Badoor N. Subramanya, also known as Banasu or Subbanna, is an Indian film journalist and critic known for his work on Andolana and Viggy.com.

== Life and career ==
Subramanya is from Kasaragod. During college, he participated in theatre. As part of the NCC, he participated in an Advanced Leadership Camp and a mountaineering camp at Manali in 1972 and has a C certificate. He did his post-graduate studies at Calicut University in 1976. He worked as a lecturer at JSS College in Dharwad before joining the Chitradeepa film magazine as a journalist. He worked on several publications such as the Chitratara, Janavaahini, Karmaveera, and Samyuktha Karnataka.

Starting in 1992, Subramanya worked as a media representative at the International Film Festival of India. In 2002, he and fellow journalist Roopa Hegde founded Viggy.com, which was one of the only websites regularly covering Kannada cinema in the 2000s apart from Chitraloka.com.
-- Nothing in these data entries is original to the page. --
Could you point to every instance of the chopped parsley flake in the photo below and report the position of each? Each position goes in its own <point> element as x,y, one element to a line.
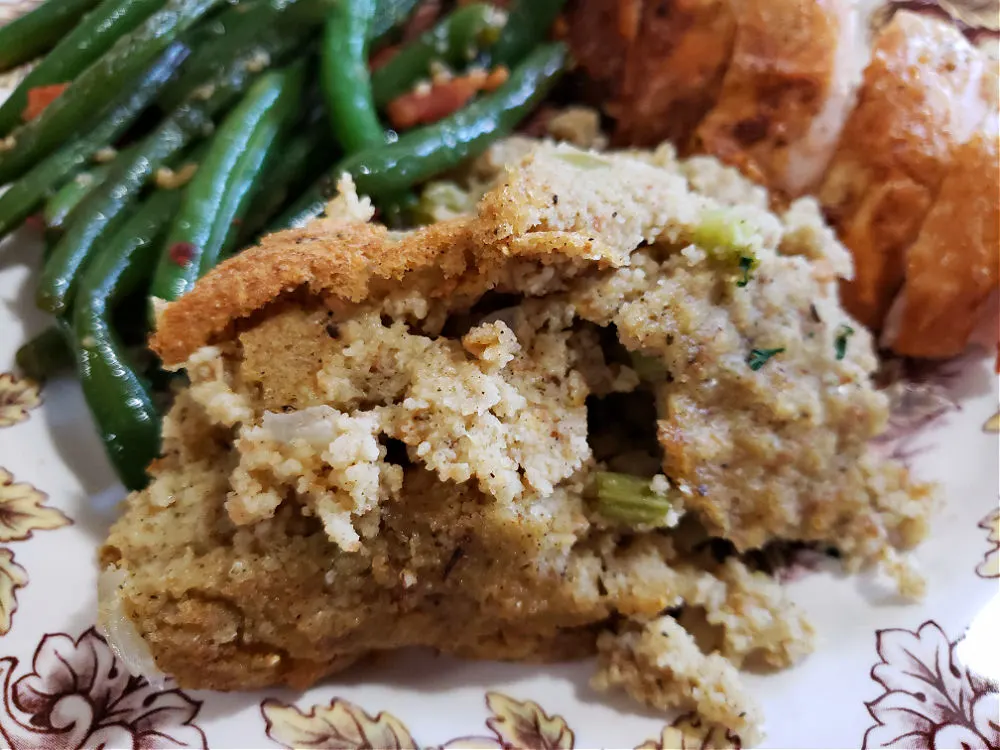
<point>840,342</point>
<point>747,264</point>
<point>759,357</point>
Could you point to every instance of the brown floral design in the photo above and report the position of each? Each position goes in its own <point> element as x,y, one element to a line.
<point>79,695</point>
<point>338,725</point>
<point>990,566</point>
<point>513,723</point>
<point>17,397</point>
<point>689,732</point>
<point>21,513</point>
<point>930,698</point>
<point>12,577</point>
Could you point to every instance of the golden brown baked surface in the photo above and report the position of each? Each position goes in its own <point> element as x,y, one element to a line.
<point>392,440</point>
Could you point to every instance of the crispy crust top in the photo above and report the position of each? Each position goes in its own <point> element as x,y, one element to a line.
<point>345,264</point>
<point>336,262</point>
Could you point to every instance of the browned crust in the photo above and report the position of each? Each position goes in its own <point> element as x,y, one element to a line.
<point>954,265</point>
<point>673,70</point>
<point>895,149</point>
<point>778,79</point>
<point>342,264</point>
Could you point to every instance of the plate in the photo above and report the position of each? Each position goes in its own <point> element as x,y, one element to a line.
<point>886,673</point>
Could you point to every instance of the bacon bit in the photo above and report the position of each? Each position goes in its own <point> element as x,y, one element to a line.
<point>41,97</point>
<point>382,57</point>
<point>429,104</point>
<point>497,78</point>
<point>181,253</point>
<point>629,12</point>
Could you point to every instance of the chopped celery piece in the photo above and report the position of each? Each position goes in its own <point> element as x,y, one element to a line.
<point>632,500</point>
<point>442,200</point>
<point>729,239</point>
<point>583,159</point>
<point>649,369</point>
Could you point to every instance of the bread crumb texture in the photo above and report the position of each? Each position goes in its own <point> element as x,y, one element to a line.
<point>390,439</point>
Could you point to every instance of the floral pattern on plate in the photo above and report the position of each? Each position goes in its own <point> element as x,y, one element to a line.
<point>79,695</point>
<point>990,566</point>
<point>931,700</point>
<point>17,397</point>
<point>513,723</point>
<point>21,513</point>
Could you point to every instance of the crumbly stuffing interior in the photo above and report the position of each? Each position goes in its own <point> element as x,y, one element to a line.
<point>399,446</point>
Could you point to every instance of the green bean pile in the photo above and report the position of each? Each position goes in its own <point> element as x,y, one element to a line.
<point>172,133</point>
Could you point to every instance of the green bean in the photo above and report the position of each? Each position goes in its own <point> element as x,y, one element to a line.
<point>528,24</point>
<point>633,500</point>
<point>59,207</point>
<point>454,41</point>
<point>388,15</point>
<point>27,37</point>
<point>46,355</point>
<point>27,194</point>
<point>90,95</point>
<point>221,189</point>
<point>105,207</point>
<point>91,38</point>
<point>121,404</point>
<point>258,33</point>
<point>424,152</point>
<point>304,158</point>
<point>345,77</point>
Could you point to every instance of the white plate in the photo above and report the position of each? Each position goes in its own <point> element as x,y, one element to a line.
<point>886,674</point>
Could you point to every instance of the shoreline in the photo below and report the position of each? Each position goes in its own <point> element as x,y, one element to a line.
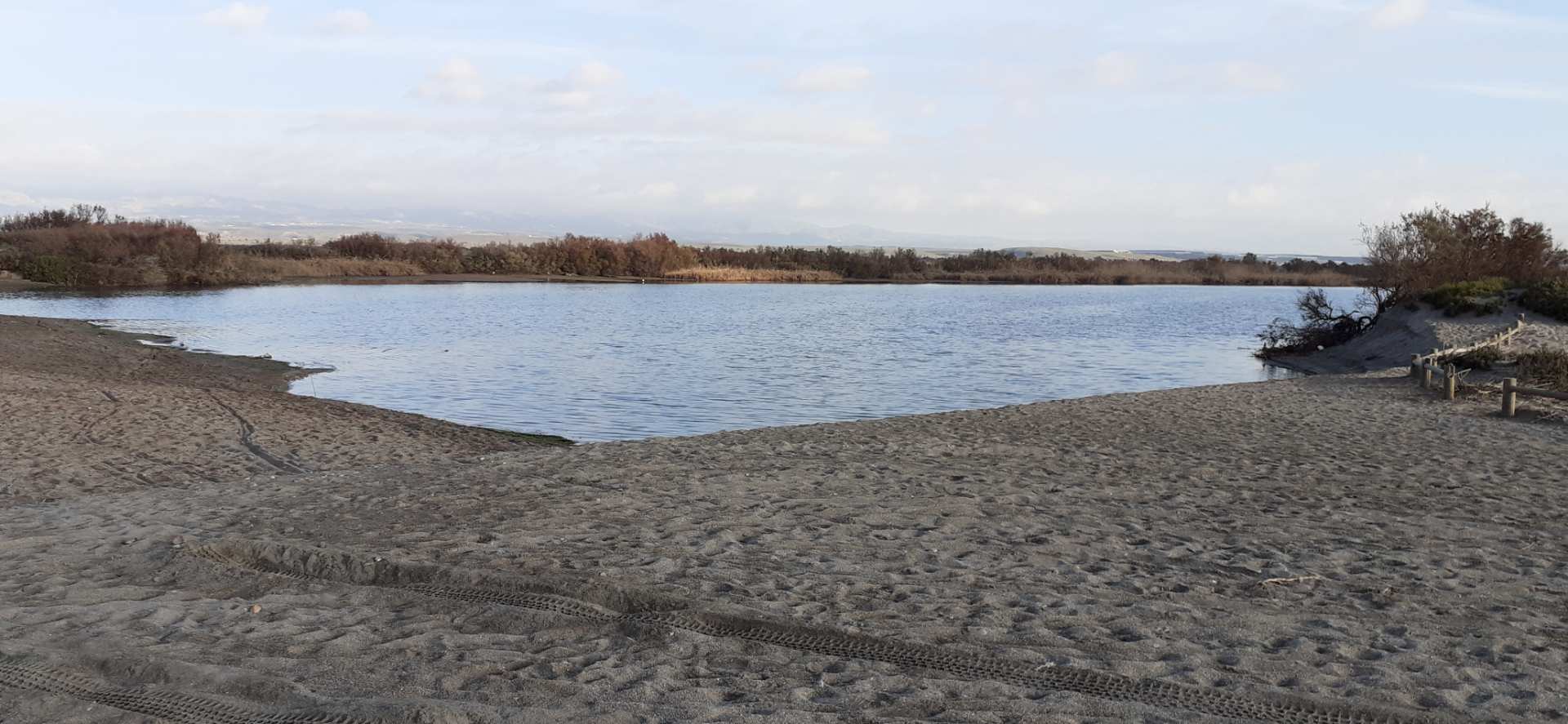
<point>29,286</point>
The website featured articles in both English and Kannada. He wrote the Naa Kanda Rajkumar column for Viggy.com. He has also worked in the editorial department on the two volume book series by the Kannada University in Hampi published in 2002 on the history of Kannada cinema titled Kannada Chitrarangada Itihasa. In 2004, he won the Appaji Gowda Memorial award presented by the Karnataka Union of Working Journalists. Starting in 2006, Subramanya was also associated with the Bengaluru International Film Festival. Subramanya worked as an advisory panel member at the CBFC regional office in Bengaluru. He was member for the Southern Region II at the 62nd National Film Awards in 2015.

Subramanya worked for as a freelance journalist for the Wide Angle section of the Mysore-based Andolana daily. He was one of the awardees of Bengaluru Mahanagara Palike's Kempegowda Awards in 2019. In 2023, he was the president for Karnataka Chalanachitra Patrakartara Sangha, an association for Karnataka film journalists that was formed that year. He sent nine articles from Andolana in both Kannada and English to the National Film Awards and won the Critic Special Mention Award at the 69th National Film Awards later that same year.